Mind the Gap

How to Find and Characterize Long Period Planets In K2 and TESS

One of the greatest challenges of modern exoplanet astronomy is that it is much harder to discover and characterize longer-period (more than 30 days) exoplanets with current instruments. From Kepler’s laws of orbits, we know that longer period planets orbit their stars farther away and are cooler, more temperate, and more likely to be habitable. Unfortunately, the most prolific current space telescope that can detect exoplanets, TESS, observes most of the sky for only 30 days. For reference, Mercury, the innermost planet in our own solar system, takes about 80 days to make a complete orbit around the Sun. If there were an exoplanet system out there identical to our solar system, the most advanced current planet finders would miss every single planet.

Although this sounds very glum, there is a loophole we can use to solve this problem! Even though these telescopes observe the sky for a very short period of time, they occasionally will reobserve the same patch of sky later. For example, in April of 2015 the K2 Mission observed a patch of sky around the Beehive Cluster for about 75 days. After nearly a thousand day gap, the telescope wandered back to the same patch of sky for another quick 75 day observation. Later still, that same patch of sky was observed for a third time.

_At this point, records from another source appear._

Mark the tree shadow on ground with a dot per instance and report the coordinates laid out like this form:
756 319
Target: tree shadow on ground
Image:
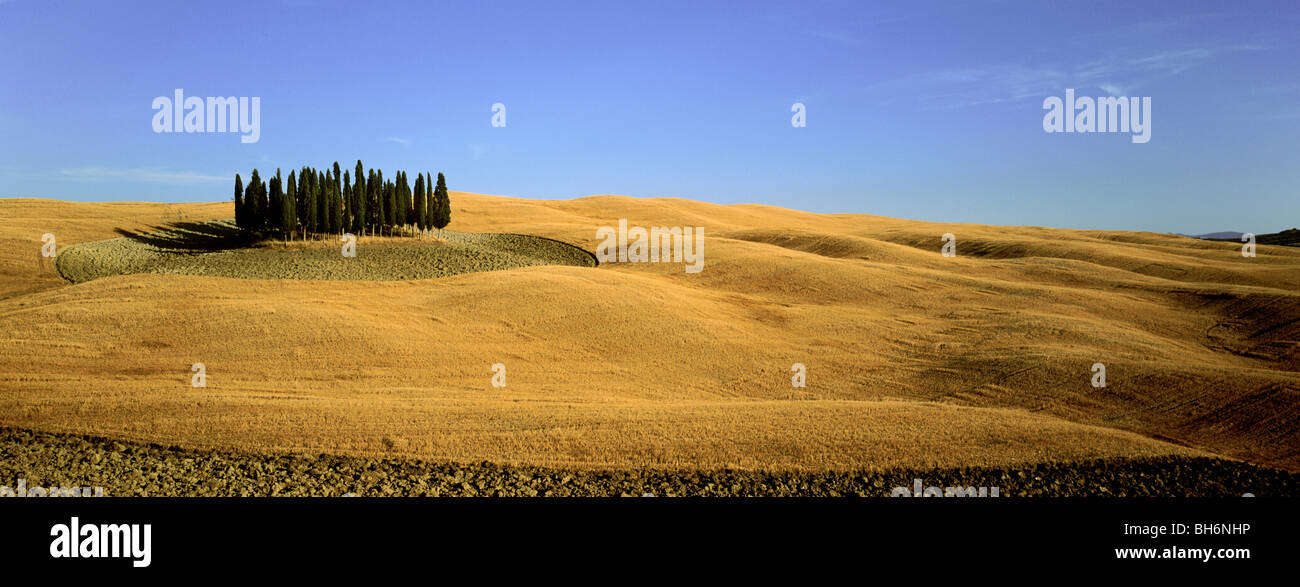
191 237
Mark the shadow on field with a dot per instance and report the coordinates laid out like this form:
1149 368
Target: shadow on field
191 237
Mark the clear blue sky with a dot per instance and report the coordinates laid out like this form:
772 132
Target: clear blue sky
917 109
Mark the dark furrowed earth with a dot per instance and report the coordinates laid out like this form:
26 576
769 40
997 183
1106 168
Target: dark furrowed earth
131 469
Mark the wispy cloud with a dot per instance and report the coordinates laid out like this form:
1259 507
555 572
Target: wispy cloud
138 174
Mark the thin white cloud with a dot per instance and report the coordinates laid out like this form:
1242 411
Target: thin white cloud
138 174
1112 88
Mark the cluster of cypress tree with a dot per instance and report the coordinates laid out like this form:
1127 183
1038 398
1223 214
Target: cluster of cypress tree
317 203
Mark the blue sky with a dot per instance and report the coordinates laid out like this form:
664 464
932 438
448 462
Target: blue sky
915 109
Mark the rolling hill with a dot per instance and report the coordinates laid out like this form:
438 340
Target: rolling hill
914 360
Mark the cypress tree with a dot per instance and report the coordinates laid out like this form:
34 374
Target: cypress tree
385 211
345 220
442 217
251 213
290 212
321 203
430 207
404 191
372 201
359 199
308 213
277 195
419 203
238 201
263 205
336 213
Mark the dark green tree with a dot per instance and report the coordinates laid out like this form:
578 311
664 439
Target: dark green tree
277 195
239 214
403 200
372 201
290 208
252 214
359 199
419 203
430 207
263 207
321 203
442 217
345 218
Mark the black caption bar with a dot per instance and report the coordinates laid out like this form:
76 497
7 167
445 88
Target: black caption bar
235 537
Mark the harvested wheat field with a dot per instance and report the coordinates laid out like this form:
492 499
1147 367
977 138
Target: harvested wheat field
914 360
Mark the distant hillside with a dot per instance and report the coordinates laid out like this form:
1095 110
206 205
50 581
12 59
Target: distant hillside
1223 235
1290 237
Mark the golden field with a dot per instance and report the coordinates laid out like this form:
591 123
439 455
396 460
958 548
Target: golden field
913 359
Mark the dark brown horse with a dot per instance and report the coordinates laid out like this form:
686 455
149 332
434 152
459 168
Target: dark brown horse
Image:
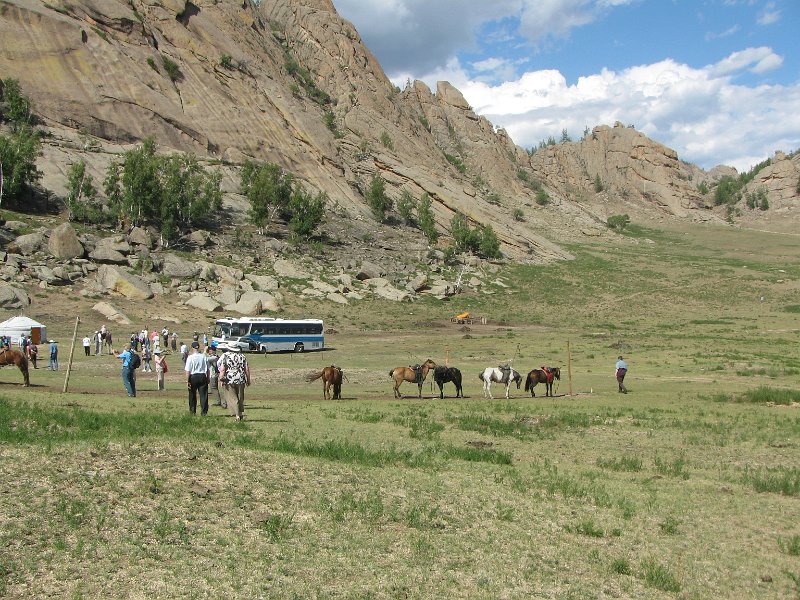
539 376
442 375
9 356
331 378
401 374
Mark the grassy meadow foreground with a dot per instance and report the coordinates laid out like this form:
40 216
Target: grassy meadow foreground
687 487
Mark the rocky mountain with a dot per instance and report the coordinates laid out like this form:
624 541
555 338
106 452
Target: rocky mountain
291 82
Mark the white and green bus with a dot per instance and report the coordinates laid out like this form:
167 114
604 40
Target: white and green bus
268 334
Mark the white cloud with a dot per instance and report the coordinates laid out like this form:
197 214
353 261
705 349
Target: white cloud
700 113
757 60
769 15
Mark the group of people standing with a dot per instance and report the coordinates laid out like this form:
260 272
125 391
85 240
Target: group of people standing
207 370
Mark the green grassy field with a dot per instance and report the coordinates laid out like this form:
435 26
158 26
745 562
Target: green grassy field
687 487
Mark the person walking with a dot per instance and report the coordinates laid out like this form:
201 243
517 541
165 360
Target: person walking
213 373
53 355
33 354
146 356
161 368
234 373
197 379
620 370
128 368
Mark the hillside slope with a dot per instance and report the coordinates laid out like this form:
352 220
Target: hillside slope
290 81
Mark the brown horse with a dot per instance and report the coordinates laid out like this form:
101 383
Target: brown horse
401 374
539 376
331 378
9 356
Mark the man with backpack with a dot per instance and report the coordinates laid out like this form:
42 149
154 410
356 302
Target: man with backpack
130 362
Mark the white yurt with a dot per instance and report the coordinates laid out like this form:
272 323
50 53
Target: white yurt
17 326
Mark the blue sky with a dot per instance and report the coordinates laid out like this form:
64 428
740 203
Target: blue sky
716 80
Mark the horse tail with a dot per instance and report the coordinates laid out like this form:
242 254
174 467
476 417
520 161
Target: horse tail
313 376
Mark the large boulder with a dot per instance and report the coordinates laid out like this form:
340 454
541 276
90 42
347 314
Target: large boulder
140 237
203 302
285 268
111 313
107 255
254 303
64 242
118 281
115 242
12 297
180 268
264 283
368 270
27 244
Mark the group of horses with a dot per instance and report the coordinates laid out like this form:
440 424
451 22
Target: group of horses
332 379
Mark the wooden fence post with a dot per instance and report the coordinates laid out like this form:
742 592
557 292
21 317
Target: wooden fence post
569 368
71 350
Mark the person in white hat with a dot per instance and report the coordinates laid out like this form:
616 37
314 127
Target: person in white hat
234 374
161 368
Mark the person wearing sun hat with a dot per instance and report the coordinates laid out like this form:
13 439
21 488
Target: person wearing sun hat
234 374
53 355
161 368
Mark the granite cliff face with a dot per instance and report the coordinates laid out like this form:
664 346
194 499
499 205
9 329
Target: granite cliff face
289 81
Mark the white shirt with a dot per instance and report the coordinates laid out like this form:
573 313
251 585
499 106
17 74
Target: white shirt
196 363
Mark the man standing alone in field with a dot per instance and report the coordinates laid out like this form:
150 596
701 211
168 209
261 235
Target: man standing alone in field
197 379
234 373
620 372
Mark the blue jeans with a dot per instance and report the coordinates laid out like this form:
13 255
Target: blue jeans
128 381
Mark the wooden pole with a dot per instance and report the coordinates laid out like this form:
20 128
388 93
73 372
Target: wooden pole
569 368
71 350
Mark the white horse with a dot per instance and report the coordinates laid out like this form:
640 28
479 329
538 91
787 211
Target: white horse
491 374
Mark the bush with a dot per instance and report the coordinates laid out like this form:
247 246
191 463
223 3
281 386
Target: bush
226 61
18 154
406 207
456 162
727 192
172 192
542 198
307 212
386 140
377 199
425 219
81 194
268 189
598 184
482 240
618 222
15 107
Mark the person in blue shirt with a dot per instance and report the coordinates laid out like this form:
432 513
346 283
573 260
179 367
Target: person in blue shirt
621 370
127 372
53 355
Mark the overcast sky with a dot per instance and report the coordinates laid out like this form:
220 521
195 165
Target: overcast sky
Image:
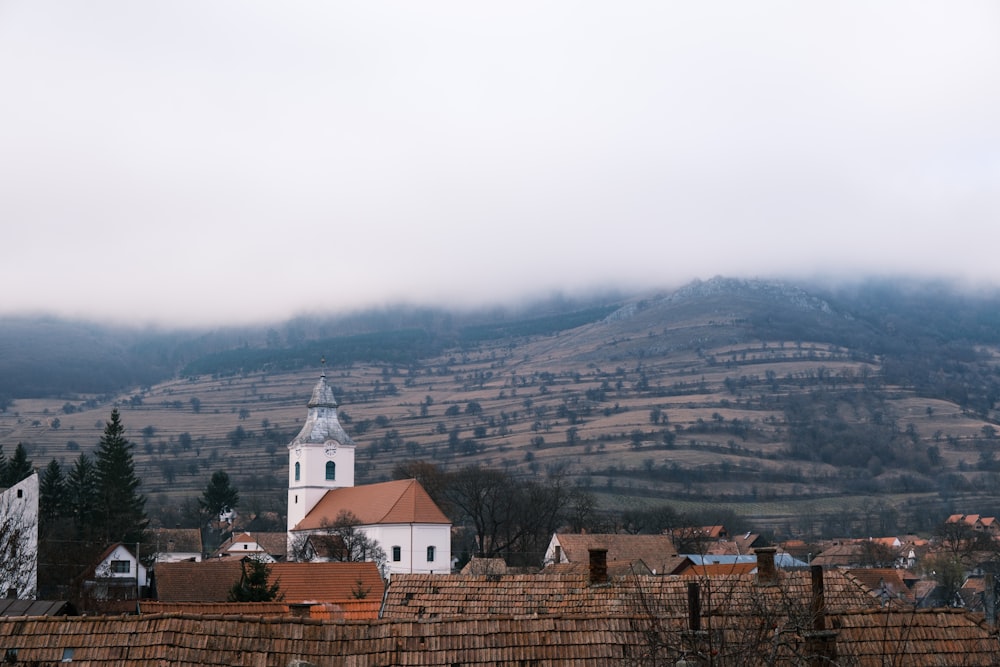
183 162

In just this one region of sky, there were more than 6000 stars that were observed over a three year span. Surely we can now use this to find planets with year-long periods, right? Unfortunately, there’s a catch. Because our observation had gaps in between, we don’t know how many transits we missed in the gaps. Without knowing this, we don’t know the period of the planets and we don’t know the temperature on their surfaces, so they aren’t worth much. The challenge my brother and I took on was to try and identify how many transits we might have missed, thereby pinning down the period as best we can.

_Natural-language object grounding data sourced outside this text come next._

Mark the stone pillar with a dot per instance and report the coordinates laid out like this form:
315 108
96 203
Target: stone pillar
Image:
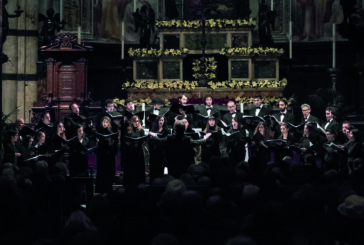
20 72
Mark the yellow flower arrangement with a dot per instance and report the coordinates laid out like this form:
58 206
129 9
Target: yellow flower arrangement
236 84
156 84
157 52
210 23
248 51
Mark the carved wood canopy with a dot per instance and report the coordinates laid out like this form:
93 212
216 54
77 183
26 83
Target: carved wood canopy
66 61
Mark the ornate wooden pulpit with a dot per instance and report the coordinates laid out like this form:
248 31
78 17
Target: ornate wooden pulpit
66 80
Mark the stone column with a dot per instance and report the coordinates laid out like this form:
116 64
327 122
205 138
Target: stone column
20 72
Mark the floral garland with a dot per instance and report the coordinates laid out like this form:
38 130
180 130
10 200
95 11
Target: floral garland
190 85
210 23
249 84
157 52
209 71
251 51
273 100
157 84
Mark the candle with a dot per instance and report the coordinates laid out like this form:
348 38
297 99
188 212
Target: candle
79 35
122 40
60 11
290 39
143 109
333 45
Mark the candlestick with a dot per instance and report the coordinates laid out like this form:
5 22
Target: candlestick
143 109
79 35
334 45
122 40
60 11
290 39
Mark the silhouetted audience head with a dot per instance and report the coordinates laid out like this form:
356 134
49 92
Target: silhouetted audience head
241 240
165 239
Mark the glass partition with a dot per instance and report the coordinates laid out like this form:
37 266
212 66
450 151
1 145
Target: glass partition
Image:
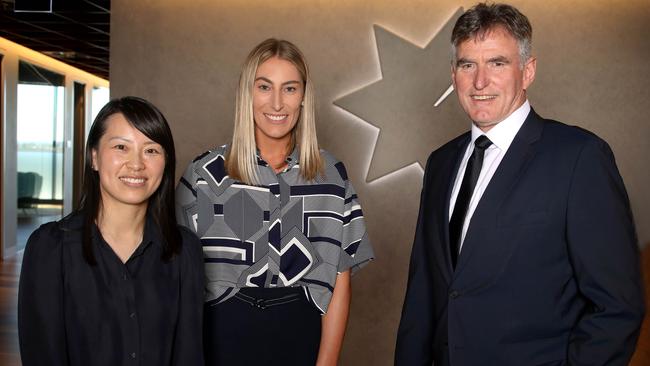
40 148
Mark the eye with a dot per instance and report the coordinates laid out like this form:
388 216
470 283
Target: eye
466 66
153 150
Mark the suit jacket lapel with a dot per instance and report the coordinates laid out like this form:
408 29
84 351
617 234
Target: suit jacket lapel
439 202
507 174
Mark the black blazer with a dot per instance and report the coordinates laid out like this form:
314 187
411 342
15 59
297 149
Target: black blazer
549 269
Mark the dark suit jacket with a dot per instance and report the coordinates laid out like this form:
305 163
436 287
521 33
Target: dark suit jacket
549 269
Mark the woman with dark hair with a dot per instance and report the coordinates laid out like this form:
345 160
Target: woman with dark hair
116 282
281 226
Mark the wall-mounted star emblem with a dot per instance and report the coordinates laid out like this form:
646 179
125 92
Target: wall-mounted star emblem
401 103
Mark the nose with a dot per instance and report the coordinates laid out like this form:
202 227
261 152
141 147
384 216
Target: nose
277 99
481 79
135 162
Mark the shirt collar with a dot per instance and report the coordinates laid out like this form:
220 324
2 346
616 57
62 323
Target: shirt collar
151 235
504 132
291 160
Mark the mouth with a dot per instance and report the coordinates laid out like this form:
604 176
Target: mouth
133 181
276 117
482 97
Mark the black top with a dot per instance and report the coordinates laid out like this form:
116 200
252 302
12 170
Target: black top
144 312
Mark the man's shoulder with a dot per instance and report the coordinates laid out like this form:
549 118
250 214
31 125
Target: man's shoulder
560 133
452 145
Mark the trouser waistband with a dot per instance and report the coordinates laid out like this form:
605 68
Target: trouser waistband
265 298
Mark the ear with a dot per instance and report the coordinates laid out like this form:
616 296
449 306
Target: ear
93 153
529 72
453 75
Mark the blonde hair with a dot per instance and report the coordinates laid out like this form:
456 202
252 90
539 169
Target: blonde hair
241 159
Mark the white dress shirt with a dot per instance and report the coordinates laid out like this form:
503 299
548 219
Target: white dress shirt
501 136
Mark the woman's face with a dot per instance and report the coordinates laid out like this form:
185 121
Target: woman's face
129 164
277 98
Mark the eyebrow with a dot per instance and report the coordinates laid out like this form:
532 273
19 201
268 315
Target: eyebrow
502 59
270 82
124 139
462 61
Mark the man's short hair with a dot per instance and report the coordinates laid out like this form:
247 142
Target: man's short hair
482 18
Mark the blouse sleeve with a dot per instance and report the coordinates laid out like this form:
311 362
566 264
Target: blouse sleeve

The key to identifying the correct period is to fold in our prior information of the situation. Without even looking at the data, we already know that we are much less likely to detect a long period exoplanet than a short period one. To understand why this is the case, we can take an analogy from birdwatching. Let’s say you go out into your backyard only twice a year and happen to observe a particular bird both times. It’s more reasonable to assume that this bird frequents your backyard than it is to believe that this bird has only ever been to your backyard twice. Similarly, if you observe the sky for three short sessions over a few years and observe two transits, it’s much more likely that there were many transits you missed. In this paper, we found a new way to mathematically express this as a prior probability. There’s also other prior information we have; for example, longer period planets are more likely to have longer transit durations. With some physics, it’s possible to express that mathematically as well. Once you take all of the prior information you know, you can apply it to the data and get accurate statistical distributions for what periods are more and less likely. All that remains from here is to follow-up these planets, starting from the most likely period.

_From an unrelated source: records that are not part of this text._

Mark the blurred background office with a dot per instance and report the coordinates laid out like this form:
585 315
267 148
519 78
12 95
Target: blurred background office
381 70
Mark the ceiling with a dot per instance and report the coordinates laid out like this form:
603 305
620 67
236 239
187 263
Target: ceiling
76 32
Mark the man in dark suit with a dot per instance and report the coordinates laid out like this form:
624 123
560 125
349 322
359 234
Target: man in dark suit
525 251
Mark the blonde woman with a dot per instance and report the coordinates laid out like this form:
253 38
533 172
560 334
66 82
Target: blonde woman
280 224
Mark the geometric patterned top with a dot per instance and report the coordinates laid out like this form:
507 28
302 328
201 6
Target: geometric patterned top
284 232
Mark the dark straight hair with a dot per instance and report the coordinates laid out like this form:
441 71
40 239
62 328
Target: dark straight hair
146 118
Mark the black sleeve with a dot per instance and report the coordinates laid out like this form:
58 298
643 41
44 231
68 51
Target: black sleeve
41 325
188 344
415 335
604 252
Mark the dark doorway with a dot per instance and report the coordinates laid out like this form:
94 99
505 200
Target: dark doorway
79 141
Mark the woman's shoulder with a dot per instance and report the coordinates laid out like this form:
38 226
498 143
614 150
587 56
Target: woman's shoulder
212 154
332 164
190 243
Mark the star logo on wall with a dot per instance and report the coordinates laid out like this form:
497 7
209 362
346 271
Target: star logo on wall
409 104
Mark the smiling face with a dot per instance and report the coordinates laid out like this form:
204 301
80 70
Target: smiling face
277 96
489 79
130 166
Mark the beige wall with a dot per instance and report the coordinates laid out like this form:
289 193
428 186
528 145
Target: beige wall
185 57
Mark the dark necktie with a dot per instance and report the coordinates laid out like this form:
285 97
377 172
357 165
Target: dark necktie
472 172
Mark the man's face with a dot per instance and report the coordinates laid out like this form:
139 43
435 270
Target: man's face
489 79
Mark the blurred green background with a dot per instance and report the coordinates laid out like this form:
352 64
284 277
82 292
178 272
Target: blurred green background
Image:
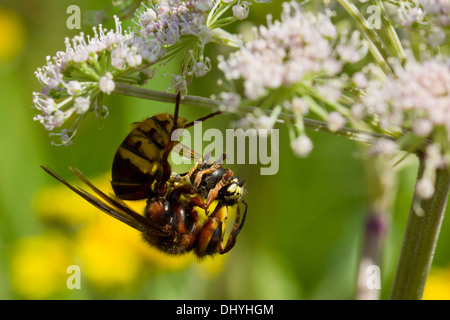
302 237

In the first observation from April 2015, a citizen scientist had flagged certain possible single transits. We decided to focus on this list to see if any of these stars would show another transit in a subsequent observation -- and we found six of them that did! The next step was to apply our method in order to find the distributions of periods for each of the planets. For five of them, we were able to get beautiful period distributions showing that some periods were far more likely than others, a very valuable asset for future follow-up observations.

The sixth system turned out to be particularly interesting. With the benefit of the full data, we figured out that the transits we were seeing didn’t just belong to one planet -- there were four. In fact, we were able to identify the order of the planets and the exact period for two of them. For the other two, we only have distributions. Excitingly, one of the planets has a significant probability (about 40%) of being in the habitable zone of its sun-like host star. This system turned out to be a perfect example of how leveraging these overlapped observations can yield fascinating and tantalizing new planet systems.

The systems we present in this paper have periods longer than the vast majority of planets found with the transit method. Crucially, they orbit stars that are comparatively very bright in our night sky, which makes them excellent candidates to further study with huge ground-based observatories. With planets this bright, it’s very possible to find the exact period and even study the atmospheres. The graph below shows the exoplanets that have been discovered so far, with these five systems (excluding the multiplanet system) in red. For reference, the highlighted green zone is the region between Mercury and the Earth’s orbital periods -- a region of particular importance. This technique allows us to finally push into this territory with the transit method. Since we first published this, the K2 Mission has retired, passing on the torch to its little cousin TESS. TESS observes for even less time than K2, but it has significant amounts of overlap and re-observation as it scans the sky. With TESS, I expect a whole trove of these kinds of planets from all over the sky, and I can't wait to apply this method to see what's out there.